In 1992, Vangelis again teamed up with Ridley Scott to 1492: Conquest of Paradise, which isn’t a very good movie (I’ve seen it several times, hoping the next one holds) but the score is incredible. (Vangelis was nominated for a Golden Globe.) The composer became less and less involved with Hollywood over time, with Oliver Stone’s 2004 epic alexander being its last wide release. (Maybe it was the Greek angle that made him do this one?) He continued to make genre-defying music and work in theater until his later years.
At this point, Vangelis’ legacy was secure, both for film music and for electronic music in general. He received a NASA Public Service Medal, perhaps simply because his trippy, exploratory instrumental albums served as background music for many late nights. He has also worked with the European Space Agency and composed pieces to accompany the Rosette assignment.

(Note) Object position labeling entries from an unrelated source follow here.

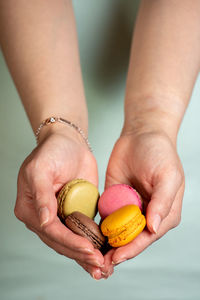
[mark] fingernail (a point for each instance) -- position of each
(156, 223)
(94, 263)
(43, 215)
(105, 275)
(86, 250)
(96, 275)
(119, 261)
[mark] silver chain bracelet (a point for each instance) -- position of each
(53, 120)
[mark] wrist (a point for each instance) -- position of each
(150, 114)
(62, 129)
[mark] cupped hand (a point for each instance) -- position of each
(149, 162)
(59, 158)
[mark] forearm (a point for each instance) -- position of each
(39, 42)
(164, 63)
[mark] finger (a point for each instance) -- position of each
(108, 268)
(93, 271)
(89, 259)
(146, 238)
(163, 195)
(55, 231)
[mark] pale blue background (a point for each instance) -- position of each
(169, 269)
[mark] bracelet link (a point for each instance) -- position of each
(52, 120)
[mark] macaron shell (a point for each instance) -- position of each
(78, 195)
(123, 225)
(129, 234)
(117, 196)
(85, 227)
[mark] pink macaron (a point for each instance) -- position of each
(117, 196)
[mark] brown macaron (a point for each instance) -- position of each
(86, 227)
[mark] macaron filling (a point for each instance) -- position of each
(132, 227)
(87, 232)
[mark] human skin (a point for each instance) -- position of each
(163, 67)
(39, 42)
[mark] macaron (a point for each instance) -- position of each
(117, 196)
(86, 227)
(78, 195)
(123, 225)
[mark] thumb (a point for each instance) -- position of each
(163, 195)
(44, 199)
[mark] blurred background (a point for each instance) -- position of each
(170, 268)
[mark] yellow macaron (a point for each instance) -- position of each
(78, 195)
(123, 225)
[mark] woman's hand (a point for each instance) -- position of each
(59, 158)
(148, 162)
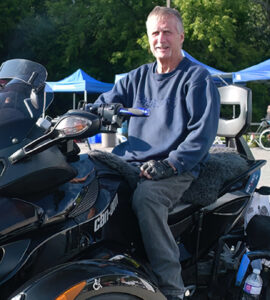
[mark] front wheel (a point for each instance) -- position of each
(264, 139)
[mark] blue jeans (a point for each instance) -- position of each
(151, 203)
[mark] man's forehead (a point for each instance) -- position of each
(163, 21)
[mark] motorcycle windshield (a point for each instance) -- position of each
(28, 71)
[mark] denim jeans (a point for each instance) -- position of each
(151, 203)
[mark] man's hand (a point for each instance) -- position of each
(156, 170)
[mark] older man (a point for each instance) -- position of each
(171, 143)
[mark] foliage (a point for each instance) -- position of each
(108, 37)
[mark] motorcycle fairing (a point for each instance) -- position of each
(31, 176)
(16, 215)
(100, 277)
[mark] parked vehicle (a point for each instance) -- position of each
(66, 231)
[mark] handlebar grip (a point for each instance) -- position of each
(134, 112)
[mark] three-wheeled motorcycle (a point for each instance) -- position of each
(66, 229)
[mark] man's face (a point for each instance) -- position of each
(164, 37)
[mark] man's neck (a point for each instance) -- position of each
(168, 66)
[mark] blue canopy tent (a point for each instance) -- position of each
(260, 71)
(78, 82)
(218, 75)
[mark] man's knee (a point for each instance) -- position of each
(147, 196)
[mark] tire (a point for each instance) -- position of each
(264, 139)
(115, 296)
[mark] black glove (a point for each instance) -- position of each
(158, 169)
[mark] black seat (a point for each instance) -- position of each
(226, 170)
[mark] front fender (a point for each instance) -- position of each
(98, 276)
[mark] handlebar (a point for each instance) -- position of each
(134, 112)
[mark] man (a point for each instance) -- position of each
(171, 143)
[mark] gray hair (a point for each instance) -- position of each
(160, 11)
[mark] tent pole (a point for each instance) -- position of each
(74, 100)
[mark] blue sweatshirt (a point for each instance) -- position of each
(184, 112)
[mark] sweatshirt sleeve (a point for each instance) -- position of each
(203, 106)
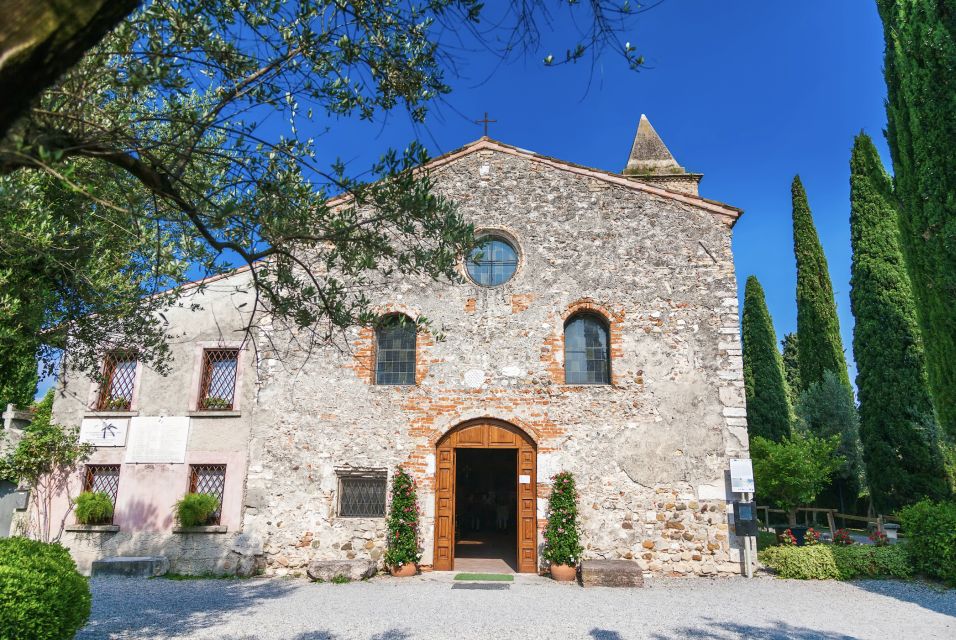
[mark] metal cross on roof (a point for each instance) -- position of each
(485, 122)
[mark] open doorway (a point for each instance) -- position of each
(486, 504)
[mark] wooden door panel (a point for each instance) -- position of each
(492, 435)
(445, 510)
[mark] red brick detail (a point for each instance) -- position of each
(521, 301)
(554, 344)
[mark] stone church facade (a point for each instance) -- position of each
(601, 339)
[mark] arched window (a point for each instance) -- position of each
(587, 356)
(493, 262)
(395, 351)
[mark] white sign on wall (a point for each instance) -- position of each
(157, 439)
(104, 432)
(741, 475)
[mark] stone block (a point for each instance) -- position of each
(611, 573)
(326, 570)
(130, 566)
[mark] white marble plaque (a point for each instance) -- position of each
(157, 439)
(104, 432)
(741, 475)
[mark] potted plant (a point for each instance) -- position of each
(215, 403)
(196, 509)
(94, 507)
(793, 471)
(403, 553)
(562, 543)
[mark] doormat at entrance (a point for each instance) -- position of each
(481, 587)
(488, 577)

Vangelis avoided interviews and rarely traveled. (He skipped the Oscars because of his fear of flying.) He has described himself as a synesthetic, one whose senses intersect in unusual ways. (“I would smell something and then I would think, ‘what sound is that? Or I would hear something and think ‘what is food?'” he said.) Like any innovator, he had countless imitators, eagerly hired by producers who thought a guy at a synthesizer could do the job of a full orchestra. Hundreds of forgettable movie scores prove that was only the case when the credits read “Music By Vangelis.”
Jordan Hoffman is a writer and critic in New York. His work also appears in Vanity Fair, The Guardian and The Times of Israel. He is a member of the New York Film Critics Circle and tweets about Phish and Star Trek on @JHoffman.